The results of the present study provide a picture of unrestored caries outcome that will surprise few experienced clinicians. The carious teeth most likely to go on to cause pain are those with larger cavities in molar teeth presenting shortly after eruption. The earlier a tooth decays prior to natural shedding, the longer it is in the mouth and the greater the likelihood of pain. In contrast, cavities, which only develop nearer the time of natural shedding, are unlikely to cause pain. Overall, only 16% of carious deciduous teeth left unrestored went on to cause pain requiring treatment or extraction with a mean survival time of 740 days. The remaining 84% of teeth studied remained pain-free until being naturally shed after a mean interval of 1,241 days from diagnosis.

These findings should be interpreted with a degree of caution because of the compounding factors, which have been discussed. They should not be taken as an indication that all carious deciduous teeth be left unrestored; sound clinical judgement will indicate cases where restoration is appropriate. The outcome criteria used in this study focused on pain and it should be noted that carious deciduous teeth can produce painless alveolar infection with the potential for serious dental and systemic consequences.
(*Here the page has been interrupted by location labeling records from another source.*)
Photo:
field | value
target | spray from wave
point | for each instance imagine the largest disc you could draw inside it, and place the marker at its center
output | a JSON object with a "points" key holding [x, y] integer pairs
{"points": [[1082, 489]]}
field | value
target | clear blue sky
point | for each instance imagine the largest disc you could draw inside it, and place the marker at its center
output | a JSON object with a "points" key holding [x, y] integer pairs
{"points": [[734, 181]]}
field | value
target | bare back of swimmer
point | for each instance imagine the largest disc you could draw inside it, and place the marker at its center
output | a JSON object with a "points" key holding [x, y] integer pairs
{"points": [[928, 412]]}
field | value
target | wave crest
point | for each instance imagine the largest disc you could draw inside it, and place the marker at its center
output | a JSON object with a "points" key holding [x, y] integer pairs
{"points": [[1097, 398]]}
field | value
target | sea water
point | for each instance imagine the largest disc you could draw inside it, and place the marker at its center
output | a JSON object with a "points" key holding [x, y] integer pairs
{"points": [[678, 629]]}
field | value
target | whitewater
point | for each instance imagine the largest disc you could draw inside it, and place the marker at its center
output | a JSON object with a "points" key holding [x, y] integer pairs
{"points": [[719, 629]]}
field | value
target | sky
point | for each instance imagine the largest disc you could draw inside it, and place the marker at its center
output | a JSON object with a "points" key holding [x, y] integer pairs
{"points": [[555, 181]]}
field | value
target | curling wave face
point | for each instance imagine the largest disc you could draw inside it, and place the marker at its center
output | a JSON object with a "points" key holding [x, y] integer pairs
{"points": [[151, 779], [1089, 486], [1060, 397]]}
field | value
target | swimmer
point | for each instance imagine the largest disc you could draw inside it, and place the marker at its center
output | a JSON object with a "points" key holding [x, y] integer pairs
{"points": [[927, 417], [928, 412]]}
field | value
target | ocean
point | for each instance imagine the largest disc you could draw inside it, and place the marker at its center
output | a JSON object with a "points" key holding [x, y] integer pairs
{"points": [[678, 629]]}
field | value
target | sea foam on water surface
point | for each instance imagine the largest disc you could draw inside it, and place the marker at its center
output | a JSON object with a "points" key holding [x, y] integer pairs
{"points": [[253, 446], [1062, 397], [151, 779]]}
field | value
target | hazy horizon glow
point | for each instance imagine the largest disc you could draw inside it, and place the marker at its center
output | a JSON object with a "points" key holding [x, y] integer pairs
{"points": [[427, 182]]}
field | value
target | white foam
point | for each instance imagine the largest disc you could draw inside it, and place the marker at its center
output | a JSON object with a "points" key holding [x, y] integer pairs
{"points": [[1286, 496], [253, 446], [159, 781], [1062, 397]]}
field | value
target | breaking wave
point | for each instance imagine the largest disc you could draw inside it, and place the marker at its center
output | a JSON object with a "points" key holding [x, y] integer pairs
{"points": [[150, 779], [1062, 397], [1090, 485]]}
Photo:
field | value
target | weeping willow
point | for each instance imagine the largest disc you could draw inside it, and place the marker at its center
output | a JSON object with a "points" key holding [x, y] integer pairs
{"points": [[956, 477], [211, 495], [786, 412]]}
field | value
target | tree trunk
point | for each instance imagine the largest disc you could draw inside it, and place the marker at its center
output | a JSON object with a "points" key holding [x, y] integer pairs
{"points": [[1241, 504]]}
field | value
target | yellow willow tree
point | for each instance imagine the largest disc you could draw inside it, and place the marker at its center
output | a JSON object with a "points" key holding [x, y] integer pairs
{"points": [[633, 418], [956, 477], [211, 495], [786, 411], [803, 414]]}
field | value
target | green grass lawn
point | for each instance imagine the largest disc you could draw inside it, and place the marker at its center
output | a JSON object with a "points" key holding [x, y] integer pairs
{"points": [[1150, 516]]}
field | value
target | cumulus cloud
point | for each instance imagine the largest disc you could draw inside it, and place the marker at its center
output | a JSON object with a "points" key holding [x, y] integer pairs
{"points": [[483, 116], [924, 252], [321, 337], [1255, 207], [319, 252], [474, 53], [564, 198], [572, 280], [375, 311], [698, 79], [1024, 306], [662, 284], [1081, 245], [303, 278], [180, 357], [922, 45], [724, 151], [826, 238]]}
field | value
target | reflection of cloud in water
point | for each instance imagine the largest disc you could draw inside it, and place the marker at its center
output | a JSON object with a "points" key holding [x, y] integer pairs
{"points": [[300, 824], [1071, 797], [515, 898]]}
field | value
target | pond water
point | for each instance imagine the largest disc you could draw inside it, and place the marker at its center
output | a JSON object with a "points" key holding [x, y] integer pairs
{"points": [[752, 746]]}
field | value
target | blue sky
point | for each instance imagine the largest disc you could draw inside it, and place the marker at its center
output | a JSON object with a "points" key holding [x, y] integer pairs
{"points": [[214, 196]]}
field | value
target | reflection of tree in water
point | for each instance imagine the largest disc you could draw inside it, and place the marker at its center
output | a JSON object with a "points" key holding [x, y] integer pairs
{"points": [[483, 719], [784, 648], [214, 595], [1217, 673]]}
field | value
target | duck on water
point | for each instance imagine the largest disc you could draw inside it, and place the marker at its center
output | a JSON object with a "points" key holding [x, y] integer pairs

The protocol used in these practices allowed for appropriate care of medically compromised children.

The authors, who are not specialist paedodontists, wish to emphasise that they are not advocating the adoption of a general policy of not restoring carious deciduous teeth and the findings presented here should not be taken as such. However this study provides evidence that may stimulate discussion and may be an aid to clinicians in making the best management decisions. Considerations for such decisions may include those factors that have been investigated together with an assessment of the child's medical and dental history, family and social factors, the child's temperament and confidence. Factors which may retard the progress of lesions, such as fluoride content of the water supply and use of topical fluorides, may be relevant. A further consideration for treatment planning in the UK is the cessation of general anaesthesia in general dental practice from 2002. Above all, it is suggested that the benefit to the child from operative intervention, in terms of freedom from pain and the development of a healthy permanent dentition, should be critically assessed against the background of the present findings.